BookmarkSubscribeRSS Feed
🔒 This topic is solved and locked. Need further help from the community? Please sign in and ask a new question.
ganeshsas764
Obsidian | Level 7

Hi All,

 

I have one query could you please help me on this?

 

Input Dataset :- 

 

ID Jbcode1 Jbcode2 Jbcode3

101 AA          

101             BB

101                              CC

 

I need output like below 

output dataset ;

 

ID  Jbcode1 Jbcode2 Jbcode3

101  AA          

101  AA           BB

101  AA           BB          CC

 

1 ACCEPTED SOLUTION

Accepted Solutions
ganeshsas764
Obsidian | Level 7

Thank you very much 

View solution in original post

10 REPLIES 10
Ksharp
Super User
data have;
input ID (Jbcode1 Jbcode2 Jbcode30) ($);
cards;
101 AA     . .     
101   .          BB .
101   .              .             CC
;
data want;
 update have(obs=0) have;
 by id;
 output;
 run;
 
 proc print;
 run;
 
ganeshsas764
Obsidian | Level 7

Thank you very much 

PaigeMiller
Diamond | Level 26

I have seen people use this type of code on a number of occasions.


update have(obs=0) have;

Can someone explain how/why it works?

 

 

--
Paige Miller
Astounding
PROC Star

UPDATE basics:

 

It takes two data sets.  The first is a master data set (meaning no duplicate values for BY values).  The second is a set of transactions to apply to the master.

 

There can be mismatches ... BY values that appear  in one data set but not the other.

 

UPDATE takes all the transactions, and uses the nonmissing values only to replace values in the master data set.

 

It outputs just one observation per BY group, once all the transactions have been applied.

 

UPDATE feature:

 

You can add an OUTPUT statement, since this is part of a DATA step.  UPDATE then outputs each observation, instead of waiting until all the transactions have been applied.

 

Paper presentation at next SGF.

ganeshsas764
Obsidian | Level 7

Thanks for the explanation 🙂 

 

for supposing id values different if any values are missing particular variable so  I need to replace with above non-missing value to below the missing value

 

Example:-  

input :- 

 

 Id    JB1    JB2  JB3

101   A         B     C

102   .          D      F

103    C       .         .

 

I need output like below 

 

 Id    JB1    JB2  JB3

101   A         B     C

102   A         D      F

103    C       D       F

Ubai
Quartz | Level 8

Is UPDATE a new statement?

Tom
Super User Tom
Super User

@Ubai wrote:

Is UPDATE a new statement?


No.  I used it in 1983.

Tom
Super User Tom
Super User

@PaigeMiller wrote:

I have seen people use this type of code on a number of occasions.


update have(obs=0) have;

Can someone explain how/why it works?


The UPDATE statement requires two datasets.
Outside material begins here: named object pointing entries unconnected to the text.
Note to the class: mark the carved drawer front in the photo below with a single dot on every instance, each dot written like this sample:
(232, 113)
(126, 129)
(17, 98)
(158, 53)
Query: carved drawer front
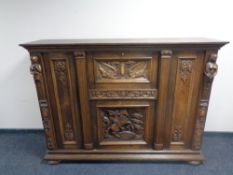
(122, 68)
(122, 124)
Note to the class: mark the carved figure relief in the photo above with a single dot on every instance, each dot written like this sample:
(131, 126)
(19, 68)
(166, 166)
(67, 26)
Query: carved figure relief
(185, 69)
(121, 70)
(123, 94)
(123, 124)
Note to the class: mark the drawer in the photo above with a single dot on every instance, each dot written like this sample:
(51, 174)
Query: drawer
(125, 69)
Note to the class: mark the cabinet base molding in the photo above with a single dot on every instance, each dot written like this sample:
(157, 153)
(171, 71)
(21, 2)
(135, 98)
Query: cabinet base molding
(194, 158)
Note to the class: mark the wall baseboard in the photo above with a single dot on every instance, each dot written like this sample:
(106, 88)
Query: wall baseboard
(22, 131)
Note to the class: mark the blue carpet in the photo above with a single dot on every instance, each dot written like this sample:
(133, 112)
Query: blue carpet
(21, 153)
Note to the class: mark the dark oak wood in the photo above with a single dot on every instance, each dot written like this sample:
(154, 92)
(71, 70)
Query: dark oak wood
(125, 99)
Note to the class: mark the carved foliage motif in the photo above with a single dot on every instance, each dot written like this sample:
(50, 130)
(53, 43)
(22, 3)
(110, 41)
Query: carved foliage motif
(68, 132)
(211, 67)
(35, 68)
(120, 70)
(123, 94)
(60, 70)
(185, 69)
(177, 134)
(47, 123)
(210, 72)
(200, 124)
(123, 124)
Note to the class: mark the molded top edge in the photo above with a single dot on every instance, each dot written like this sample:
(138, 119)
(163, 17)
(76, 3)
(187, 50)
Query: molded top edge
(139, 41)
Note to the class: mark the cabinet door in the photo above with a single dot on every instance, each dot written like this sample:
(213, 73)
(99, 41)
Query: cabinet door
(63, 97)
(186, 73)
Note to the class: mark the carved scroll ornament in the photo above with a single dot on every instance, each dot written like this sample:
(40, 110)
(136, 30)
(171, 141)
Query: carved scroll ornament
(121, 70)
(185, 69)
(47, 124)
(35, 68)
(96, 94)
(211, 67)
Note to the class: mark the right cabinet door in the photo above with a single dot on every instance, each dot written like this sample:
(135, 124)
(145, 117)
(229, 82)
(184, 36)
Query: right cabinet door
(186, 73)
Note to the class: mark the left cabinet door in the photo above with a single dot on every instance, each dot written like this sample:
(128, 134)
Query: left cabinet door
(62, 90)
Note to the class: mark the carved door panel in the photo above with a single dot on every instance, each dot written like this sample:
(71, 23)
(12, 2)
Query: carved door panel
(122, 93)
(63, 98)
(185, 84)
(123, 124)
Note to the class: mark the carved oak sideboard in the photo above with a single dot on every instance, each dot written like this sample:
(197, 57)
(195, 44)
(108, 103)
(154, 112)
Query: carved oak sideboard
(124, 99)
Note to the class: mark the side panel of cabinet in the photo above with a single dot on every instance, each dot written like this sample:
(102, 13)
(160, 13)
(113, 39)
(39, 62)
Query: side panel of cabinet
(63, 92)
(186, 72)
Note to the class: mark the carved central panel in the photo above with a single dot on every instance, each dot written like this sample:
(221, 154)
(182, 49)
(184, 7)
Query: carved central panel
(119, 71)
(123, 123)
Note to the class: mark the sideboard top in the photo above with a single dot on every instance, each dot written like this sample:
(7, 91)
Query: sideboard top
(125, 42)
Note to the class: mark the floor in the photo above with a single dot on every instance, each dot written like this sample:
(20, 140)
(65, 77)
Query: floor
(21, 152)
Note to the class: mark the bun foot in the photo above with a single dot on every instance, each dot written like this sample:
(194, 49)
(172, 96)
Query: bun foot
(195, 162)
(53, 162)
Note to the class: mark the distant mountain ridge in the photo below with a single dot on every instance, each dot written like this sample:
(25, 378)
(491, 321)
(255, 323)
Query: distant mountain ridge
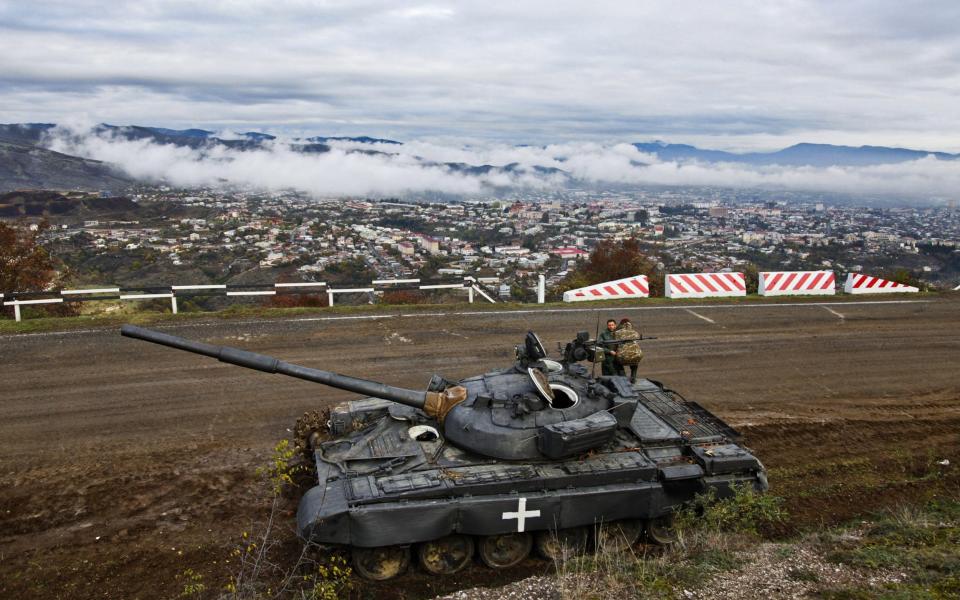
(798, 155)
(26, 161)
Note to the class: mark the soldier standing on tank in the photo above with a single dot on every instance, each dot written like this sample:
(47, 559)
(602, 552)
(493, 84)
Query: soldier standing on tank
(629, 353)
(607, 340)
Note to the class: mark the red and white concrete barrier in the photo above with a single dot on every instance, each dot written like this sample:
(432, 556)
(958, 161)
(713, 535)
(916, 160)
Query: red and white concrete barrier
(705, 285)
(858, 283)
(629, 287)
(797, 283)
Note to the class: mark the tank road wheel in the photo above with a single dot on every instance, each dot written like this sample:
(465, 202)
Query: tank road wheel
(380, 564)
(502, 551)
(617, 536)
(446, 555)
(559, 545)
(660, 531)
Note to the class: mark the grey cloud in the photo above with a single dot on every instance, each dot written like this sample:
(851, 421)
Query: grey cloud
(743, 72)
(417, 167)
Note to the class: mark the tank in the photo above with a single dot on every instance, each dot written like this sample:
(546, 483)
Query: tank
(540, 454)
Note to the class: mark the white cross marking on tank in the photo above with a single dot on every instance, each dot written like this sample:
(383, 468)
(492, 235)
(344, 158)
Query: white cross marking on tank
(521, 515)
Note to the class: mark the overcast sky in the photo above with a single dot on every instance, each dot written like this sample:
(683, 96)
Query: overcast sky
(735, 74)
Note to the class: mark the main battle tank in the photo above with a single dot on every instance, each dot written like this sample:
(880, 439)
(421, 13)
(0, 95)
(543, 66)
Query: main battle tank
(538, 454)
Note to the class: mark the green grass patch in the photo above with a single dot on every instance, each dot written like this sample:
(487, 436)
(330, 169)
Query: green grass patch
(923, 543)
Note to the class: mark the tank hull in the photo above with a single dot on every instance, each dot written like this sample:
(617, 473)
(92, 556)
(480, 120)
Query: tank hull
(651, 468)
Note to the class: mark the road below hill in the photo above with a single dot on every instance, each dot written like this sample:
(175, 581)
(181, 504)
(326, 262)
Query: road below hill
(123, 464)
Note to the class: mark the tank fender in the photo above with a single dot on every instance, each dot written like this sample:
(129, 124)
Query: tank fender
(323, 514)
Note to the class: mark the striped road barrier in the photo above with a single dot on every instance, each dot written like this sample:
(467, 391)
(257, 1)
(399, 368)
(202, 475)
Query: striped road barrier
(620, 289)
(174, 292)
(858, 283)
(705, 285)
(797, 283)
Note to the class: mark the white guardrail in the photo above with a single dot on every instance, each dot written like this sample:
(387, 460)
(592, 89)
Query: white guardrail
(471, 284)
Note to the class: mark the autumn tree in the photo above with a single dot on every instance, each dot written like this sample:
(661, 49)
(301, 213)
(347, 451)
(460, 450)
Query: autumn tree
(24, 264)
(610, 260)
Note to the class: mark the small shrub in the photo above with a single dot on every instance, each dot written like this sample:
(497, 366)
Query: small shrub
(283, 467)
(193, 586)
(745, 512)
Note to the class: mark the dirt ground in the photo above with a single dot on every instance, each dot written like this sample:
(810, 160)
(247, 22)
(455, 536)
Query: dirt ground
(123, 464)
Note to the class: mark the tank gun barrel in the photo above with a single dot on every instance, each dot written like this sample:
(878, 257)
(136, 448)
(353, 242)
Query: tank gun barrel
(269, 364)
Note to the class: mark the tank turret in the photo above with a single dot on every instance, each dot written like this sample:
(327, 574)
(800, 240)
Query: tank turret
(539, 453)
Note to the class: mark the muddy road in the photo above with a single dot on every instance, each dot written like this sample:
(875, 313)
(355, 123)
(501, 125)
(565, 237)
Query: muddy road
(123, 464)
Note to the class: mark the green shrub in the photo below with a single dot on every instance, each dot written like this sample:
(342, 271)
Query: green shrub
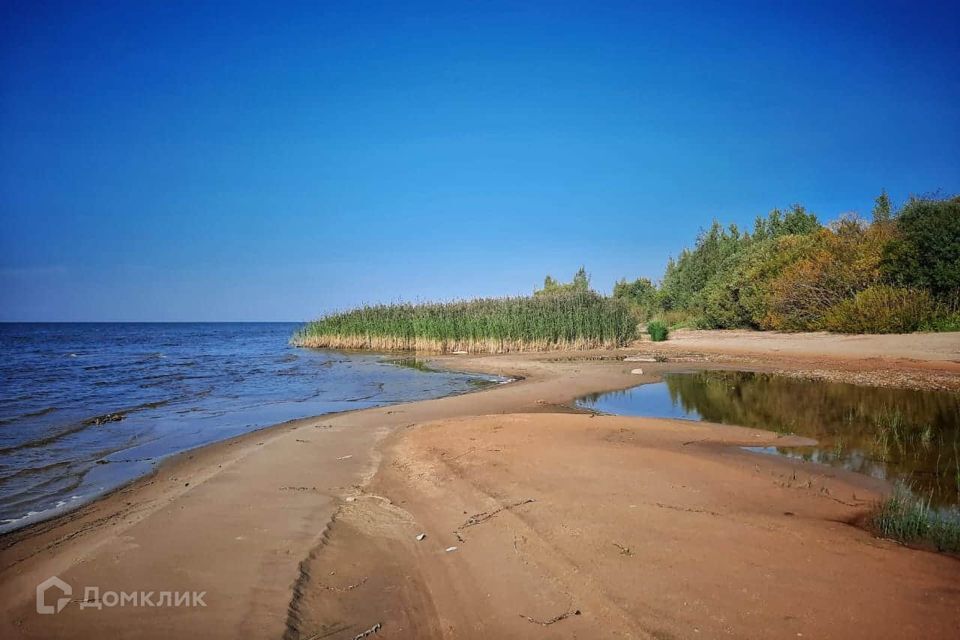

The first one is the original source dataset and the second one is the transactions to be applied.  In addition the source dataset must have unique observations for the BY variables.

 

By using the same dataset for both and use the OBS= dataset option you are starting with a empty source dataset treating all of the data as transactions.  So for the first observation in the BY group the values are just copied from the transaction dataset as a new output record.  For the 2nd, 3rd, etc observation in the transaction dataset the non-missing values will overwrite the current value and the missing values will be ignored.

 

The other trick that the usage in this thread added as to include an explicit OUTPUT statement.  Without the explicit OUTPUT the UPDATE function will only output the final result of all of the transactions for the by group.

PaigeMiller
Diamond | Level 26

Thanks for the explanations, @Tom and @Astounding 

--
Paige Miller
novinosrin
Tourmaline | Level 20

Good afternoon Sir @PaigeMiller  FWIW, I tried to pen the concept though not eloquent and didn't even proof read once, so apologies for the spelling errors and lack of flow having written too fast. Anyways, you can treat it as Garbage in-out 🙂

 

When you have time:

 

Since we know that UPDATE statement typically uses two datasets namely master dataset on the left and transaction dataset on the right to update non missing values from transaction dataset based on the value of the BY group. This essentially means it’s yet another LOOK-UP technique that does an update based on matches.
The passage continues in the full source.